“Exactly.”
“Okay, I get it now.”
“The important thing is that you spoke up and defended yourself.”
“Sure.”
I finally found a spot and parked the car. I then turned around in my seat to look at her. “Can I see your drawings so I know what I’m fighting for on Monday morning?”
She passed me her open sketchbook, and the first thing I saw was a woman bleeding all over the floor. When I flipped through the pictures, which were really good for any age, I immediately saw the theme. It had to be her mother, over and over, dying in lots of ways that included absolutely buckets of blood.
I lifted my gaze from the pages to her face. “You know an aortic dissection is all inside your body, right? Nothing comes out, like, no blood. It doesn’t look like this at all.”
She was listening intently, studying my face, trying to figure something out.
“I know you must’ve asked somebody what it was, and they told you a dissection is like a big cut, so you figured it meant blood all over the place, right?”
The smallest nod answered my question.
“An aortic dissection is different. There’s nothing outside your body.”
“Really?”
“Yeah,” I apprised her, using the gentlest tone I could manage. It was heartbreaking that she was fumbling around in the darkness, trying to figure things out for herself. I could help her if she’d let me.
“Are you sure?”
“I am,” I told her, unclipping my seat belt and turning all the way around. “I have a friend, he’s a surgeon in Chicago, we can Skype him if you want, and he can tell you all about it.”
She unclipped her seat belt and climbed over into the front seat, then sat facing me. “I tried to read stuff about what happened to my mom, but the books in the library that I checked out were hard to figure out, and I can’t look it up on the internet because where I wanna go my dad has it all blocked.”
I gestured at her. “Well, yeah, of course, ’cause you’re eight.”
“But every time I try and ask a question, people think I’m sad, and I am sad, but I’m not just sad anymore. I wanna know stuff.”
“Of course you do.”
She searched my face, making the same decisions about me that her sister had, whether to trust me or not, have faith in me or not. “Everyone tells me to be happy ’cause Mommy’s in heaven, but I don’t wanna talk about heaven. I need to know what happened. I wanna know if it hurt when she died. I wanna know if it took a long time and if she was super sad and if she was crying because she knew she was gonna die and knew she was gonna miss us.”
I shook my head. “What if it makes you sadder when you find out the answers?”
“Don’t I get to decide?”
“Nope,” I replied honestly. “That’s up to your dad because he’s the grown-up and you’re the kid. It’s his job to tell you stuff, and your job to listen.”
She shook her head. “But if he just tells me to wait ’til I’m older, then I’ll be the same as I am now.”
“And that’s a valid argument, but he might want that.”
“I want to talk to your friend.”
“We’ll ask and see what your father says,” and then I continued quickly when she opened her mouth to protest. “I think he’ll say yes, because he wants you to understand, but if he’s maybe not ready, you gotta be okay with that.”
“I’ll try.”
“Well, your dad’s a teacher, right? He wants you to know stuff.”
It was unnerving how hard she was staring at me, like she was trying to see inside my head and make a decision.
“I know you’re sad, and you’ll probably stay sad for a long time, but it’s okay if you’re not sometimes too, ’cause your mom would want to hear you laugh and stuff.”
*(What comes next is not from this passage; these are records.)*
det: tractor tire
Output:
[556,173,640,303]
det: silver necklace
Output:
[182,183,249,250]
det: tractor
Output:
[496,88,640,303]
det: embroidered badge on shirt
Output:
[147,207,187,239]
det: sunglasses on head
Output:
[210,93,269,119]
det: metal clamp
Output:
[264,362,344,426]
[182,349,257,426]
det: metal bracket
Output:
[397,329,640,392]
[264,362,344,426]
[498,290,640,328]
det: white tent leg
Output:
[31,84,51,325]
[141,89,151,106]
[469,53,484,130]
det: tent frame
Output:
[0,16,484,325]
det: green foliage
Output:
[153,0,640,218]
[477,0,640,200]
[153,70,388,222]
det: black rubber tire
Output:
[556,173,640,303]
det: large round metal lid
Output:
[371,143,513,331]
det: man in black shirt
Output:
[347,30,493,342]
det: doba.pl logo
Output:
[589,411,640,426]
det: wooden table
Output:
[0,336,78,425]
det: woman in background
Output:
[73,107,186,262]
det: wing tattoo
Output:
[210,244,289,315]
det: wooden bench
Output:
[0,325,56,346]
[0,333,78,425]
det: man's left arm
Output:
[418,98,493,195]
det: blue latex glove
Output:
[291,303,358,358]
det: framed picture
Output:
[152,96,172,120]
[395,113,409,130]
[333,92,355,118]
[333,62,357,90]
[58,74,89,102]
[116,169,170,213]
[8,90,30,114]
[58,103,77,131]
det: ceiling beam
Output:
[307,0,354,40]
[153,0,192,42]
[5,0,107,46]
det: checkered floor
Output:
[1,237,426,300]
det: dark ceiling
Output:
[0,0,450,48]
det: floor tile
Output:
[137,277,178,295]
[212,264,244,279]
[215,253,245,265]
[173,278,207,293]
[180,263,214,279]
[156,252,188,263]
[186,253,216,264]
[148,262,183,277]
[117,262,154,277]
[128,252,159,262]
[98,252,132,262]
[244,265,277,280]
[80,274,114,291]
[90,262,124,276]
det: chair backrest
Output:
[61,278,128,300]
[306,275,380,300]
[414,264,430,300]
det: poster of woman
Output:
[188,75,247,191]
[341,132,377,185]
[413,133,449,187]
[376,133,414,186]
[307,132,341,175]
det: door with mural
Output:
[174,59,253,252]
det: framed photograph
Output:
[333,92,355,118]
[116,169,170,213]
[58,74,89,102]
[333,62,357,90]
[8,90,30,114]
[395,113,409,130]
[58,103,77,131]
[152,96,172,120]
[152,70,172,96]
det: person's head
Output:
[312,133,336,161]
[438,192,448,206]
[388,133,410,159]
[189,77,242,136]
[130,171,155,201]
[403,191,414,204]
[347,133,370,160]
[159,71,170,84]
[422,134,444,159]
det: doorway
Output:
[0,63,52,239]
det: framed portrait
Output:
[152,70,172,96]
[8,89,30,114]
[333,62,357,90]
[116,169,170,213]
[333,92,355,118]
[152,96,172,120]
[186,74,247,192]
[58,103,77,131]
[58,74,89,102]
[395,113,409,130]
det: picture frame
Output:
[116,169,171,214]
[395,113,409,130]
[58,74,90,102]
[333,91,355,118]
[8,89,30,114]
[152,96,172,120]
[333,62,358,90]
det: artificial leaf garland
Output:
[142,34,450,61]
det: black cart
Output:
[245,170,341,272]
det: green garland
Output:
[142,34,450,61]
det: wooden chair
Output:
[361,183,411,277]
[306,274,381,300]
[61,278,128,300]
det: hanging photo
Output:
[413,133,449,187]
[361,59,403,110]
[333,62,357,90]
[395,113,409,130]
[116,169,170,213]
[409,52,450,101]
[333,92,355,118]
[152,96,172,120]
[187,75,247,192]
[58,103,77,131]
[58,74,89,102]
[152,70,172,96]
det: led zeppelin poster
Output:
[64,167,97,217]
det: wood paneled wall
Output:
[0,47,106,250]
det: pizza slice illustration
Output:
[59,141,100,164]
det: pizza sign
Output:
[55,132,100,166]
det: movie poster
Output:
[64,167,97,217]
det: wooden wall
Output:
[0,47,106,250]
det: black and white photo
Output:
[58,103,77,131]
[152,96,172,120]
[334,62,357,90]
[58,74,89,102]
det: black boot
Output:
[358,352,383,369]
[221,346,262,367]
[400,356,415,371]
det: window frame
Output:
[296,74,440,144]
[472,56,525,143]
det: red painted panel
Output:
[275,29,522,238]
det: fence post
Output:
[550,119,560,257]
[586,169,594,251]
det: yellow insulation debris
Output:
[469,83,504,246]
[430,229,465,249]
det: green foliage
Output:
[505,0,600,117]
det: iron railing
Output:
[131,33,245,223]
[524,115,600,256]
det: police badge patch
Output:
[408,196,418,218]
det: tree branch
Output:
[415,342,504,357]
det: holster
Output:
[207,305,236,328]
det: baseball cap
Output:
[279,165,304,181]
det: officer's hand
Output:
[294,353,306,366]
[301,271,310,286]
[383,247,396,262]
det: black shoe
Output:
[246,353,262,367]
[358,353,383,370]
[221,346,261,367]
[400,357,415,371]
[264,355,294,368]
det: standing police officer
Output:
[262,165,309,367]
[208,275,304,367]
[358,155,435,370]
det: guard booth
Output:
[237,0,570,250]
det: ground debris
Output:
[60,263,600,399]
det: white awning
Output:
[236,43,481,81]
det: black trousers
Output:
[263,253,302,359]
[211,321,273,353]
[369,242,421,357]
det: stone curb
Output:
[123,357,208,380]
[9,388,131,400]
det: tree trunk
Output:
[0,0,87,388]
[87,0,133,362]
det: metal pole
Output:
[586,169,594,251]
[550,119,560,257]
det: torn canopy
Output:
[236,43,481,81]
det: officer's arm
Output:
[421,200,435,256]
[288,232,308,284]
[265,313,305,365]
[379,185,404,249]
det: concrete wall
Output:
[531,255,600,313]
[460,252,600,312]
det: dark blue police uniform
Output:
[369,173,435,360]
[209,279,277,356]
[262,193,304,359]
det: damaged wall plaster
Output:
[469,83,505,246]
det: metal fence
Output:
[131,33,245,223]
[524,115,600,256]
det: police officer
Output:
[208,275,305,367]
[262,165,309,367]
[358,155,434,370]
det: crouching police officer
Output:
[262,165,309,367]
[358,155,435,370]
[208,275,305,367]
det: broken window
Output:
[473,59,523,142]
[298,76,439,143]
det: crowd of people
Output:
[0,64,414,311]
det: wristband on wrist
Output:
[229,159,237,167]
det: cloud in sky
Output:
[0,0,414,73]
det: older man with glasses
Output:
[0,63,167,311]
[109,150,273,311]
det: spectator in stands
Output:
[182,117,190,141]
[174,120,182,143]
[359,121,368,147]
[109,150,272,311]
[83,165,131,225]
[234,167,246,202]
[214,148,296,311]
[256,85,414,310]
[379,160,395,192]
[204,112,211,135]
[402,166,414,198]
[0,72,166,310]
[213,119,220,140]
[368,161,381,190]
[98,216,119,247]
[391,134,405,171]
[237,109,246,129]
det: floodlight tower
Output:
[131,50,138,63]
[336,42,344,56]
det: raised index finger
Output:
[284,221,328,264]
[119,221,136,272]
“I don’t believe in heaven,” she informed me. “I don’t think she’s up in the clouds staring down at me, waiting to hear me having fun.”
“I don’t either,” I agreed. “But I do think she’s in your heart, and I think she’s around in the things you guys liked to do, and not like a ghost or something, but you know, with you.”
Her eyes filled fast, and I was not ready for her to launch herself at me.
She hit me hard, and I had to scramble to grab her and had just enough time to tuck her tightly against my chest before the dam broke.
All I could do was hug her as she sobbed into my hoodie, loud, racking sobs that shook her small body hard. She couldn’t breathe, and I was worried for a second that she was hyperventilating, but her air came back in a rush and with it more crying that sounded almost like screaming, as high-pitched and broken as it was.